According to the study, the overall depression diagnosis rate for all Blue Cross Blue Shield members increased by 33 percent. In addition, consistent with other research, women continue to be diagnosed at a higher rate than men. Women are diagnosed with major depression at double the rate of men (6 percent vs. 3 percent). This gender difference is even more defined in adolescents where there was a 65-percent increase for girls compared to a 47-percent increase for boys.
(Moreover, the number of school-age children and adolescents hospitalized for suicidal thoughts or attempts has more than doubled since 2008, according to a new Vanderbilt University-led study published Thursday in Pediatrics.)
In addition, the Blue Cross Blue Shield report found that major depression diagnoses are often linked to other chronic health conditions. Eighty-five percent of people who are diagnosed with major depression also have one or more serious chronic health conditions and, nearly 30 percent of these have four or more other health conditions. This translates to a 27-percent lower overall health in people diagnosed with major depression.
Calega said that although this rising trend can seem concerning, “this means that these people are having a conversation with their healthcare provider. More people are being screened, diagnosed and are getting the treatment they need.”

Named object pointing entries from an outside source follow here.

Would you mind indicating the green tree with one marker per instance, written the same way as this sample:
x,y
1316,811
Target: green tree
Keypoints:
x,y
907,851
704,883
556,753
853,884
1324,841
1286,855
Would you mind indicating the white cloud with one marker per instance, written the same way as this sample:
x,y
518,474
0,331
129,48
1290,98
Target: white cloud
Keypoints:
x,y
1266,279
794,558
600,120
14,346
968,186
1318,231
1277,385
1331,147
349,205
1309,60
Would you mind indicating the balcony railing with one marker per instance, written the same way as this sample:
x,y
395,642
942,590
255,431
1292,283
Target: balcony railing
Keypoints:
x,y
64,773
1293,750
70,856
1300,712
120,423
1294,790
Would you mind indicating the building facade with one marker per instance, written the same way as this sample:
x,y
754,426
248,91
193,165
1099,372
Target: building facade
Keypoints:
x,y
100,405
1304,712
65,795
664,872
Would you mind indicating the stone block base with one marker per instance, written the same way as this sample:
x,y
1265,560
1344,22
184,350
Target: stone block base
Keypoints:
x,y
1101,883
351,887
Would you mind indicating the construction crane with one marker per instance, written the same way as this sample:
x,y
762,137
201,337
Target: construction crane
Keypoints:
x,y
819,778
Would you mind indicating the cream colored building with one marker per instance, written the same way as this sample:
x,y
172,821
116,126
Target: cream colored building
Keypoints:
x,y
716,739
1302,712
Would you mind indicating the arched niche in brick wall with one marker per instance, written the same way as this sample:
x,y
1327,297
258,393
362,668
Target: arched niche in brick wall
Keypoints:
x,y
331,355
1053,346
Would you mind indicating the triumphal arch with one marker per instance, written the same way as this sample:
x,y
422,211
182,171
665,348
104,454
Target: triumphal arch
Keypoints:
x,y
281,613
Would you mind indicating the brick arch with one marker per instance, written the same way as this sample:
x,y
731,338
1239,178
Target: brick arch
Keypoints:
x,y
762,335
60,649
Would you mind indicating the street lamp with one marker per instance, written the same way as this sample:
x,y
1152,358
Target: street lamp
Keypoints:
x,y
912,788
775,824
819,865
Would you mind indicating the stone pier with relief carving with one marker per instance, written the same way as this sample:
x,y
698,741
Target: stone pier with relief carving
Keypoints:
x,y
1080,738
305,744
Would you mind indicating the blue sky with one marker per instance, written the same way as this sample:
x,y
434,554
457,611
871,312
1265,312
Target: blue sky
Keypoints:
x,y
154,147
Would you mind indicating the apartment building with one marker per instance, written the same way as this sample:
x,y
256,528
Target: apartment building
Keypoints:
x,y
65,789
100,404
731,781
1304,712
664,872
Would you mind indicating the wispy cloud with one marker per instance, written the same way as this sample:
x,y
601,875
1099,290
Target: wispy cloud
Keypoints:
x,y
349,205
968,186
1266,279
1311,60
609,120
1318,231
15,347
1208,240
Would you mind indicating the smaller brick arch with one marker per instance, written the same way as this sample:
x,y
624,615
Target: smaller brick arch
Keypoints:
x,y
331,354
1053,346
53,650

Because the report is based on claims data, there is some limitations to what can be inferred from the surge in depression diagnoses. For instance, it is not clear from the data, whether other chronic health conditions led to depression or if depression was the primary diagnosis and other chronic conditions came afterwards. Nor it is clear why so many more millennials and adolescents are being diagnosed with major depression.
According to Dr. M. Ingre Walters, associate professor of the department of psychiatry at the Lewis Katz School of Medicine at Temple University, the reasons for the surge are not completely clear, though it seems to be more acceptable among younger generations to speak of mental illness and seek treatment.
Dr. Thea Gallagher, a clinical psychologist at University of Pennsylvania, agrees with Walters, adding that in these times celebrities like NBA star Kevin Love are publicly sharing their own struggles with mental health issues.
That helps remove the stigma depression, though there is still much more work that needs to be done, particularly when it comes to men and mental health, said Gallagher, clinic director at the Center for the Treatment and Study of Anxiety in the Perelman School of Medicine at the University of Pennsylvania.
Social media is another possible reason for the rising rates of depression, Walters noted.
“Recent studies have shown increasing rates of depression in individuals who use multiple forms of social media," she said. "Is it the act of multitasking, which has been related to poorer attention and mood? Is it an increase in anxiety caused by trying to interpret and correctly respond to imprecise cultural and social cues? These questions require further investigation.”
Despite a lot of unanswered questions and the need for more research, what this study does tells us, Gallagher said, is that we need to work more closely with millennials and adolescents to get them the help they need.